In a clear demonstration of political posturing, Carney frames these hikes as necessary to counter new global threats (Russia, China, Arctic tension), reduce dependency on the U.S, and assert Canadian sovereignty. In no way will this massive new spending “reduce dependency on the U.S..” And how exactly, are Russia and China a military threat to Canada, or to the U.S. for that matter? With the rise of a multi-polar world, the economic rivalries of Russia and China are a threat to the U.S.’ full spectrum economic and military hegemony around the world. Russia spends about $150 billion a year on its military, China spends $250 billion, while the U.S. currently spends more than $1 trillion each year on its Pentagon budget alone.
Those of us who are concerned with the impact of human driven climate extremes should note that the U.S./NATO is the single largest carbon emitter on the planet.
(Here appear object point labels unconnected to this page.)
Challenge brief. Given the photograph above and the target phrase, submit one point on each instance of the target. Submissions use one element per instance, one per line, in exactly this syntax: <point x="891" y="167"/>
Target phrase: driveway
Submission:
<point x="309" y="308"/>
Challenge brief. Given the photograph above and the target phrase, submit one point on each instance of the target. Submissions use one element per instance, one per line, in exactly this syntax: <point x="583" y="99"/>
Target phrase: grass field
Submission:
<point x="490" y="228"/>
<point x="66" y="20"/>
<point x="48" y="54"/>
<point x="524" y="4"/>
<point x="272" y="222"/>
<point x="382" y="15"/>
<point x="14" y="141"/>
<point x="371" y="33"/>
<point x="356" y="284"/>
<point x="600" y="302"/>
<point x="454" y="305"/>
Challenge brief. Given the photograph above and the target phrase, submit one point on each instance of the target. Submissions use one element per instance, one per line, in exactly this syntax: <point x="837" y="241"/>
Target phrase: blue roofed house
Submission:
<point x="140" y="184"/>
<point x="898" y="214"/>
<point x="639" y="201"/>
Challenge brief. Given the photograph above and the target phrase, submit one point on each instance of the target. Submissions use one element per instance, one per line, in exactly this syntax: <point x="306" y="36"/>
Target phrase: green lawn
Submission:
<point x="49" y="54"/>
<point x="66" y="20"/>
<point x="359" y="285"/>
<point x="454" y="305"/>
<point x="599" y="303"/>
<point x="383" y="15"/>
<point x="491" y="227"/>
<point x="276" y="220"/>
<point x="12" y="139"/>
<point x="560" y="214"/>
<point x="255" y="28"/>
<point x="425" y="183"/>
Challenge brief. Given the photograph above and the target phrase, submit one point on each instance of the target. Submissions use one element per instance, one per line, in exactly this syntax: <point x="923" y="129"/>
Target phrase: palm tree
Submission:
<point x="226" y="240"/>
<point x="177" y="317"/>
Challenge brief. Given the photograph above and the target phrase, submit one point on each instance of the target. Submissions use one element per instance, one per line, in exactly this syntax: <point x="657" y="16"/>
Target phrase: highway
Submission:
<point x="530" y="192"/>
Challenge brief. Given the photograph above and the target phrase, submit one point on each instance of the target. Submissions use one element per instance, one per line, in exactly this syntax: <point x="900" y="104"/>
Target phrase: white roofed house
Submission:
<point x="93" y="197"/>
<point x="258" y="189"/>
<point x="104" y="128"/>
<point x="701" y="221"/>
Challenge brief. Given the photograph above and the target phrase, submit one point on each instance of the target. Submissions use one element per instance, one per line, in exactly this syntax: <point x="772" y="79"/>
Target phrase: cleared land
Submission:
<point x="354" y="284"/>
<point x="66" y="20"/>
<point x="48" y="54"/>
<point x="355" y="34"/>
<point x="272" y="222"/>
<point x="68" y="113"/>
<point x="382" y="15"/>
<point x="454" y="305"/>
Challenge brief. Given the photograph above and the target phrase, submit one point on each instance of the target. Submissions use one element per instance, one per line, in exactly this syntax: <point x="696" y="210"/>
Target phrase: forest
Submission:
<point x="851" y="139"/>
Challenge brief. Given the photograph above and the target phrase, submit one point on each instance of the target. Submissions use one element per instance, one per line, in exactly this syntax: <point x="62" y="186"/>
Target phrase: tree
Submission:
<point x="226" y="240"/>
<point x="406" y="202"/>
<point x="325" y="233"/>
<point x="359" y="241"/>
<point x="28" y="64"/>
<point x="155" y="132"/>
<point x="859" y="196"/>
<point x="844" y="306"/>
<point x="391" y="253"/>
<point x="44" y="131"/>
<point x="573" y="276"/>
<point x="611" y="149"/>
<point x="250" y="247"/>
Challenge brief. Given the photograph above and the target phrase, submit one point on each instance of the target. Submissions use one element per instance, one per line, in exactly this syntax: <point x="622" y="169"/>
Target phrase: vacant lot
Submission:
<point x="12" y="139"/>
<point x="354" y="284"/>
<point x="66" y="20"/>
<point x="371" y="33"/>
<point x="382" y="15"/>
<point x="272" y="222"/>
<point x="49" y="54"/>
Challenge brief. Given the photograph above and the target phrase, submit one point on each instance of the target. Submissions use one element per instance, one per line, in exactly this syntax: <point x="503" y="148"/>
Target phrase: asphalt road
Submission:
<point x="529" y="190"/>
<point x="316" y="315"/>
The massive growth in militarism adds to the unfolding climate catastrophe, while Western governments bring forward austerity budgets for the working classes, make hollow proclamations about mitigating climate change, and puts the U.S./NATO on a war footing with nuclear armed “adversaries” of their own making. Climate change will be the least of our concerns should NATO find itself in a direct war in a multi-polar world, where humanity cannot survive the fallout of a nuclear exchange. Currently, the wars between world powers are being waged through proxies.
In Canada’s most recent election, both Carney and the deplorable Pierre Poilievre supported raising Canada’s military spending to 2% of GDP as its NATO commitment, with polls showing about half of Canadians supporting the policy. Carney’s commitment to raising military spending to 5% of GDP, nearly $200 billion, is not supported by a majority of Canadians, and will drive cuts to those budget items that they depend on, while handing out more than $100 billion each year to American arms manufacturers. The theatre of a U.S.- Canada trade war, and fear mongering about the preposterous notion of a U.S. annexation of Canada by Trump, has been used to dupe Canadians into self-harming jingoism.
Prime Minister Carney is “countering” Donald Trump with massive increases to military spending, tax cuts for multinational corporations, fast tracking American owned resource extraction mega-projects, and green-lighting more pipelines. And in doing so, he is lowering the standards of environmental review and First Nations’ consent. With the pernicious policies of Liberals like these, who needs the deplorable Conservatives?